Au terme d’un processus de négociations à rebondissements, un « accord définitif » a été signé entre Boizel Chanoine Champagne (BCC) et les actionnaires de Lanson International selon un communiqué de BCC : « l’acquisition de 99,9% » du capital de Lanson, « moyennant un prix de 122,7 millions d’euros ». La transaction devrait être financée par un endettement bancaire ainsi qu’une recapitalisation de BCC – société cotée au second marché. Si l’opération reste encore soumise à l’approbation des autorités de la concurrence, le comité d’entreprise de Lanson International a ouvert la voie au processus de rachat en formulant un « avis motivé » au cours du comité central d’entreprise du 19 janvier dernier. Les élus ont pu constater que ni le démantèlement de Lanson, ni aucun plan social ne semble être à l’ordre du jour.

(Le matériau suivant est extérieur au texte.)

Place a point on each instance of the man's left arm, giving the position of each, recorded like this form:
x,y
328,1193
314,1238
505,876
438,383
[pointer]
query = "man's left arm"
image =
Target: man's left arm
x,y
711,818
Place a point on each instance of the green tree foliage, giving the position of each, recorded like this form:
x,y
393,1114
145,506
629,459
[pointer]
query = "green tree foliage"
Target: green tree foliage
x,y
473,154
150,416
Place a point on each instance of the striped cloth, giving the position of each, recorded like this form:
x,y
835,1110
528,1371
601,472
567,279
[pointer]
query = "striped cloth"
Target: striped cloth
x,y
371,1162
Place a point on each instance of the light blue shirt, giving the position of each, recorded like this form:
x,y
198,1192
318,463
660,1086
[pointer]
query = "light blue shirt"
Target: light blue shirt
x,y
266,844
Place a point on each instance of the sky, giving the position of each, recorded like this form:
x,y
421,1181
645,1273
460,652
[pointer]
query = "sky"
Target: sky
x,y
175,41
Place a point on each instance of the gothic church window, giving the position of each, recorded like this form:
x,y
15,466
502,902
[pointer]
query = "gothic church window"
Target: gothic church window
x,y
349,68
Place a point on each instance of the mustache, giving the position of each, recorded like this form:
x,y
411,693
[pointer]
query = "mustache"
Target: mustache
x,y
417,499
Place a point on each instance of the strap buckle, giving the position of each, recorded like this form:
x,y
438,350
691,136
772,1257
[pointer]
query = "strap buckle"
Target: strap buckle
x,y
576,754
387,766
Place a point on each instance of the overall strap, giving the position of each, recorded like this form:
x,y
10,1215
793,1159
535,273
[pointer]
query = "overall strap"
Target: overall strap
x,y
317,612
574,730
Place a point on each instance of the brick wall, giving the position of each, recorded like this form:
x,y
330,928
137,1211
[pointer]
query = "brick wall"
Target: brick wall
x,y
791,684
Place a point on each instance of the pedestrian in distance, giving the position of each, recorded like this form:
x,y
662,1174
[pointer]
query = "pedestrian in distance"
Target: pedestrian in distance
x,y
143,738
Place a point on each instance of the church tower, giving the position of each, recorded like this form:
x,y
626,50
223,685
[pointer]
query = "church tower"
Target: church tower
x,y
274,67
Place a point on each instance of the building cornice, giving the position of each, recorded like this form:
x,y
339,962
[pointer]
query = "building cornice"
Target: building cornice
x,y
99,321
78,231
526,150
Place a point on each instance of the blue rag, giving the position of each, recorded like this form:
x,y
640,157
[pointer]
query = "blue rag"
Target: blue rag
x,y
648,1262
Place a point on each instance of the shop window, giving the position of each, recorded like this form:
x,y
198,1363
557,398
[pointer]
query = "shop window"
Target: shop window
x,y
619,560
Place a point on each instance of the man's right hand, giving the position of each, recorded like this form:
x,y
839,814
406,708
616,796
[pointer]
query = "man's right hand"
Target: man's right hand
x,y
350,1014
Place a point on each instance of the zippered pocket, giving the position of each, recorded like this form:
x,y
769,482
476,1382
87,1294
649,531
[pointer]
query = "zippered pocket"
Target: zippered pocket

La messe est dite. Lanson International change de mains : Boizel Chanoine Champagne (BCC) a conclu un « accord définitif » avec les actionnaires du groupe. Le nouveau propriétaire de la prestigieuse maison de Champagne annonce dans un communiqué « l’acquisition de 99,9 % » du capital « moyennant un prix de 122,7 millions d’euros ». Un dénouement attendu, qui met un terme à plus de six mois de suspens et de longues négociations riches en rebondissements Cf. Agra alimentation n°1911 du 5 janvier 2005, p.18. Pour avaler le bœuf Lanson (220 millions d’euros de chiffre d’affaires), la grenouille BCC (91,24 millions d’euros de chiffre d’affaires) va inévitablement avoir recours à l’endettement, appuyée par un pool bancaire qui réunit le Crédit agricole du Nord-Est et le Crédit lyonnais. Pour financer cette transaction, « l’émission d’obligations remboursables en actions (ORA) souscrites par le groupe Caisse d’épargne » est également prévue, précise le communiqué. Une augmentation de capital à hauteur de 23 millions d’euros qui devra être entérinée le 30 janvier prochain par une assemblée générale des actionnaires de BCC, maison de champagne cotée au second marché.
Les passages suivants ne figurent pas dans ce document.